Gosh I could go on but this is emotionally tiring.
Personally,
I’ve always struggled with self esteem, setting boundaries, being too nice to people to the point of it being harmful to me. I’ve been in abusive romantic relationships, not my current one thank God. I have trouble making friends and seem to befriend people who aren’t available in one way or another. I know I’m not perfect and definitely have things to work on. I don’t handle conflict well. I find myself shutting down when someone raises their voice. I over analyze things. I think I’m socially awkward although I’ve been told I’m not

. I feel like I’m not good enough for whatever reason and whatever situation. I’m a perfectionist. Sometimes I over share and sometimes I put walls up. I have trust issues.
I feel like now that I’m the only child, I am even more burdened with helping her and being there for her. Things have definitely become squirrelly since my brother died because the dynamic we had settled into of coping is no more.
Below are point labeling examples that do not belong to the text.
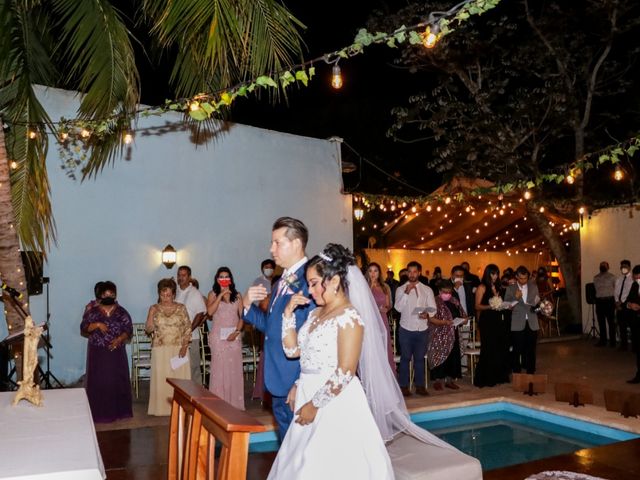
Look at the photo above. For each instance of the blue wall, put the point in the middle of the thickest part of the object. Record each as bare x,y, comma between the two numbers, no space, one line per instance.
214,203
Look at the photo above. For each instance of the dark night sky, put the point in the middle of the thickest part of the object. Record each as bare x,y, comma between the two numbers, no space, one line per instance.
359,112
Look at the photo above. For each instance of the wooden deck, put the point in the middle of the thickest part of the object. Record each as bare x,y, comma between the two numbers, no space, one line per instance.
139,450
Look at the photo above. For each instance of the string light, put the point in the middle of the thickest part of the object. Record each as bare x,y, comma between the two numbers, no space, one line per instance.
430,36
336,77
618,174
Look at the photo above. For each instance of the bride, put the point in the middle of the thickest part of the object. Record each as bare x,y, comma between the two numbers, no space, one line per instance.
334,434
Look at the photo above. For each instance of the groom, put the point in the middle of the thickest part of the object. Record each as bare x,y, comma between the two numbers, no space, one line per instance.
288,242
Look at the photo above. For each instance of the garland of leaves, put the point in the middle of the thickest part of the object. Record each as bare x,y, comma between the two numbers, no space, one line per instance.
76,135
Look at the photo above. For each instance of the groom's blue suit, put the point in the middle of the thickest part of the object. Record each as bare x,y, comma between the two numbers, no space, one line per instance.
280,372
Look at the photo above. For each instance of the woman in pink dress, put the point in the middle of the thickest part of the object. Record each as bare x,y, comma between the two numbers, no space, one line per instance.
382,296
224,306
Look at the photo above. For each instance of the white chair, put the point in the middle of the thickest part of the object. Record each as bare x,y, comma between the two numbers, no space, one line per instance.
250,354
140,354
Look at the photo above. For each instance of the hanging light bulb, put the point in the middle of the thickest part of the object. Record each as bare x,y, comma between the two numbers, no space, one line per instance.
336,77
618,174
430,36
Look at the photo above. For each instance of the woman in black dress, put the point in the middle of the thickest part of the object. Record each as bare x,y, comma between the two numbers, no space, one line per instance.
493,365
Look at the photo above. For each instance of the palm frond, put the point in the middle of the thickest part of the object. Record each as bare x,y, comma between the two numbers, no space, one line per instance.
24,61
96,47
226,40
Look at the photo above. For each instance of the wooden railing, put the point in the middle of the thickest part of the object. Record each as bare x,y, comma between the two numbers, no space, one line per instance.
198,420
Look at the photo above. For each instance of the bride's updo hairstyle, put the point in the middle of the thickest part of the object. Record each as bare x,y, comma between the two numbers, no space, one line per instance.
333,260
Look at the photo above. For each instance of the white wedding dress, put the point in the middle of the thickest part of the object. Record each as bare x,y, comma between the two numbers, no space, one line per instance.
343,441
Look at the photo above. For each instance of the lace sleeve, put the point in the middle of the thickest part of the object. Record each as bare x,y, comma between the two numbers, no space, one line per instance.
336,383
290,336
340,378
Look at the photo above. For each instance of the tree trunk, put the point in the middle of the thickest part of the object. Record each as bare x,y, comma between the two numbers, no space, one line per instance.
569,264
11,267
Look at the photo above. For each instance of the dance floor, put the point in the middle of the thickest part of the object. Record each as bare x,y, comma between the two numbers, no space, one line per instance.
136,449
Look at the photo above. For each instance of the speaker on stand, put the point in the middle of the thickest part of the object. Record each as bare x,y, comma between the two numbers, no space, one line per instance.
590,296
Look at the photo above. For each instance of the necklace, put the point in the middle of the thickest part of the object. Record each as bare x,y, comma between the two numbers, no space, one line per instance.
168,310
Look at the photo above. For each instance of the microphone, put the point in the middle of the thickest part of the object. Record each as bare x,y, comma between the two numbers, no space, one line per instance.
11,291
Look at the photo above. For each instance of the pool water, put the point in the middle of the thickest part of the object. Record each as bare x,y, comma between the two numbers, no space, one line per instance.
500,434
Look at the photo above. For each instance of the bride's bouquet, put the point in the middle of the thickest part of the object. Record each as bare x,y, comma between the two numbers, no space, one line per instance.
495,303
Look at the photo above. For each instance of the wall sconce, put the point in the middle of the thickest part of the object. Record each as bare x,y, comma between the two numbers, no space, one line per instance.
169,256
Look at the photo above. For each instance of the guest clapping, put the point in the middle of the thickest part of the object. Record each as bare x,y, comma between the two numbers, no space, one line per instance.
493,365
108,327
169,324
444,344
382,295
224,306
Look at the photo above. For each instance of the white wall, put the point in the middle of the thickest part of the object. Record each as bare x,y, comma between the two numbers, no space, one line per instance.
610,234
214,203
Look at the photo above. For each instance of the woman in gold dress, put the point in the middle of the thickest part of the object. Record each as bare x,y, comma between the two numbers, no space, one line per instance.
169,325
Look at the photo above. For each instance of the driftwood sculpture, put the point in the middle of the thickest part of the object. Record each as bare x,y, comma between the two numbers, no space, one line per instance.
28,389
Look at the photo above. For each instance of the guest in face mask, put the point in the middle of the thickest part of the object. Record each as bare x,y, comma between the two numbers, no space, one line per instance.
267,268
108,327
621,292
444,344
604,284
633,305
224,306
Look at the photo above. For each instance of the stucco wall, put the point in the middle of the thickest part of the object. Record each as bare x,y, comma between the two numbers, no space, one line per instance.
610,234
214,203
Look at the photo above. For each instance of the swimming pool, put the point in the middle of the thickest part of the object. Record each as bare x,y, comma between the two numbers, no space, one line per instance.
500,434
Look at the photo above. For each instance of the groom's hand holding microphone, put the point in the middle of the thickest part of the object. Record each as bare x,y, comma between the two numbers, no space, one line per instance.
257,293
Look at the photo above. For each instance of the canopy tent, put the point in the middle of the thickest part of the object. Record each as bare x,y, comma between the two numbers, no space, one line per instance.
457,220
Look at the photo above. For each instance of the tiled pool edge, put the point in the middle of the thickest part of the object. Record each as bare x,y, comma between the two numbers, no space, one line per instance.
570,419
527,411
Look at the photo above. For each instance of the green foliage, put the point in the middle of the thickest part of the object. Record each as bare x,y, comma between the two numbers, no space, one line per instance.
501,105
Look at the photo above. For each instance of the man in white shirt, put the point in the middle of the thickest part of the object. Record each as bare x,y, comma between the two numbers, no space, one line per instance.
191,298
414,301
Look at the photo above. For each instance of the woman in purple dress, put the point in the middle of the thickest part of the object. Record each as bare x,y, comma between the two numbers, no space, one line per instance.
382,295
224,305
108,327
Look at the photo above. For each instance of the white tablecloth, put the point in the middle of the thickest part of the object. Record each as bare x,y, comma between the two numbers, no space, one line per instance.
54,441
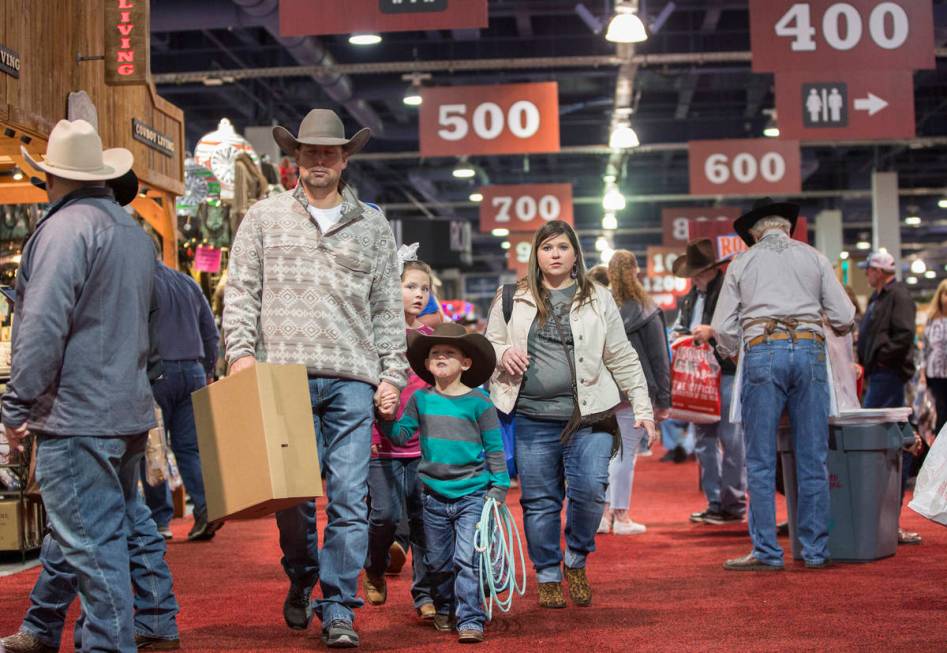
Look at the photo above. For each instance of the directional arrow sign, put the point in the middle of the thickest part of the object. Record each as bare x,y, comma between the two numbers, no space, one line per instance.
845,105
872,104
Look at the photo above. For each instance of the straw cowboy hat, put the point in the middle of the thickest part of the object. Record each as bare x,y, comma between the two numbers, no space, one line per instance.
765,208
474,345
321,127
698,257
75,152
125,187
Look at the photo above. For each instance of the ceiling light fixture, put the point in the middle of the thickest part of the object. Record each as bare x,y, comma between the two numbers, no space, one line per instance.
365,39
625,26
623,138
613,200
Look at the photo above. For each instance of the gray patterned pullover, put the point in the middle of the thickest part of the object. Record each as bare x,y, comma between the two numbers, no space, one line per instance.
330,301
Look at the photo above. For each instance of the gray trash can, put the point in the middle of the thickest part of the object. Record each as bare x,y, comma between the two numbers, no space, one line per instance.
864,464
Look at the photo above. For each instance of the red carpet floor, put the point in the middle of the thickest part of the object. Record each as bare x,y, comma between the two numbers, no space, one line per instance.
662,591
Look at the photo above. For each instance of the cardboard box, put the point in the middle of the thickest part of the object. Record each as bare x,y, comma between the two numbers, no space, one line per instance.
33,518
257,442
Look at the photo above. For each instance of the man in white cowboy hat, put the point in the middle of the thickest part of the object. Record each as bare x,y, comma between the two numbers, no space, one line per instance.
720,445
314,280
79,382
770,311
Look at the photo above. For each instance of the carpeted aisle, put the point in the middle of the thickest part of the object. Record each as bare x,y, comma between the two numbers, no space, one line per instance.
662,591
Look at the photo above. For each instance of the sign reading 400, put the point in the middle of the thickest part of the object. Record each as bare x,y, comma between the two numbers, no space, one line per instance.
504,119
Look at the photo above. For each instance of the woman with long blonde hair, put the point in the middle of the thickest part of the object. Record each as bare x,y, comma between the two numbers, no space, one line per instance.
644,328
935,353
563,363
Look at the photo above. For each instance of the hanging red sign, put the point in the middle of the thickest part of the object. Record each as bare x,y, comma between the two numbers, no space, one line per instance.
524,207
496,119
127,41
313,17
660,282
829,105
675,222
851,35
517,256
754,166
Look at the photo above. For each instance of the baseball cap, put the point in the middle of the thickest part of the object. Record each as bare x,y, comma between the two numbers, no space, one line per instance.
880,260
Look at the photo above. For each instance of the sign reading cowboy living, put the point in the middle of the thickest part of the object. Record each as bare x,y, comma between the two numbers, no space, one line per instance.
126,41
152,138
9,62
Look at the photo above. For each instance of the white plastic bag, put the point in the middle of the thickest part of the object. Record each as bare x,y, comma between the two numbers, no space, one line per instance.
930,491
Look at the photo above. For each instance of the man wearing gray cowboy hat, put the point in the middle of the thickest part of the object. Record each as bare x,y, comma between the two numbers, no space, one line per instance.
79,383
770,312
314,280
723,465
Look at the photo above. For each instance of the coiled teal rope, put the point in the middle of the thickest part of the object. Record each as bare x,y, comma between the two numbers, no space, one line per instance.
498,542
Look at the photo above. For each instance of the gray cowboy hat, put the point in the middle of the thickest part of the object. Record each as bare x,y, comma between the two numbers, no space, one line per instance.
698,256
474,345
321,127
765,208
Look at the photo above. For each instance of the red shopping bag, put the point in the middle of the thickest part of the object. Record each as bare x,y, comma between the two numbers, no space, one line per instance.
695,382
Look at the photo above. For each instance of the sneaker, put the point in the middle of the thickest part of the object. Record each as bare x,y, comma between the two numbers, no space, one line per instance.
551,596
396,557
202,529
470,636
146,643
22,642
628,527
376,589
340,634
580,591
297,610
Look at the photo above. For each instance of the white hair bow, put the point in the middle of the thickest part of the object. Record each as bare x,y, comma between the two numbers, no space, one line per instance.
407,253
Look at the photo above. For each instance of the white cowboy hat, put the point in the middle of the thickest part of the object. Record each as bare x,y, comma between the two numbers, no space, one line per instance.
321,127
75,152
Anyways, what did you do when you first began to realize things weren’t right and your family wasn’t as normal as you thought? Those of you with kids, how did you protect them from it all? Is it possible to have a relationship even though I know it will probably never be the one I hoped for? Was there things outside of therapy that helped you? I want to go when I can afford it and I do have a therapist in mind but now is just not possible.
If you made it this far, thank you for reading! I am grateful to have a safe space to share. Happy healing journey to you all!